JC: Kids are resilient. Parents are resilient. I’ve got four sons, so and they’re all grown now. There’s no owner’s manual for a kid. When you get that child, you have to kind of feel your way. That is why information and education are crucial.
How do you think parenting has changed since you raised your sons?
JC: A lot has changed. I’ll focus on car seats. When I was a new dad and advocate in the 90’s, more than 1800 children younger than 10 years of age were killed on roadways in the U.S. each year. And now, even though more people are driving more miles, we cut that number by more than half. The reason we’re seeing that is because more educational resources exist and are more accessible to parents. In 1994, when I started my advocacy, there was no such thing as a child passenger safety technician. And it makes me happy to think that I contributed to the existence of those resources in my early years because I was on the front lines.
So, things have improved?
JC: Yes, there are fewer deaths and injuries, but there are still too many. And new problems emerge. For example, there were more traffic fatalities in 2020 than in 2019 even though there were fewer drivers on the road.
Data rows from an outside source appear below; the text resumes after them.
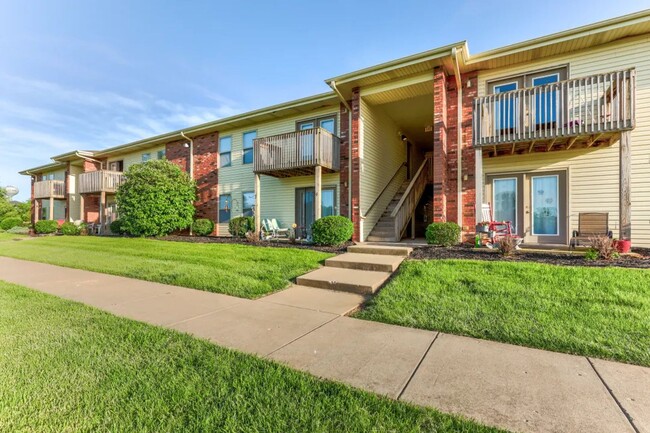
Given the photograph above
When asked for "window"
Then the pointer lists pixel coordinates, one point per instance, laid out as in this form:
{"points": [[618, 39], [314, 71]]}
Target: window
{"points": [[249, 202], [116, 166], [224, 208], [326, 122], [248, 146], [225, 147]]}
MB: Things have improved for child health as well. It wasn’t too long ago, that about 1000 children worldwide every day were paralyzed by the polio virus. That number has decreased more than 99 percent in less than forty years. We keep working hard to get that number to zero, but that is an astounding change.
So, how does a partnership between JPMA Cares and the UN Foundation help continue to ensure kids, like Eevee and Edith, are safe?
MB: The pandemic was a shared experience of loss and not feeling safe. I think it is bound to affect people. It felt like the things we regularly do to protect our children, like the right car seats or immunizations, were no longer enough. People can now empathize with the loss of that feeling when parents don’t have those options or the right resources.
There is a solidarity in parenthood. I am excited about an effort that will support proven tools that protect children and keep them safe.
JC: I was one of the first instructors that trained car seat technicians. I felt that as a dad and now I feel it again as a grandpa, that my job is to make the world a better place for the next generation.
Safety is what JPMA and UNF are always working for. At our core, both organizations are investing in and educating people on proven solutions and ensure families have access to all the right resources and tools – like car seats and vaccines, and nutrition.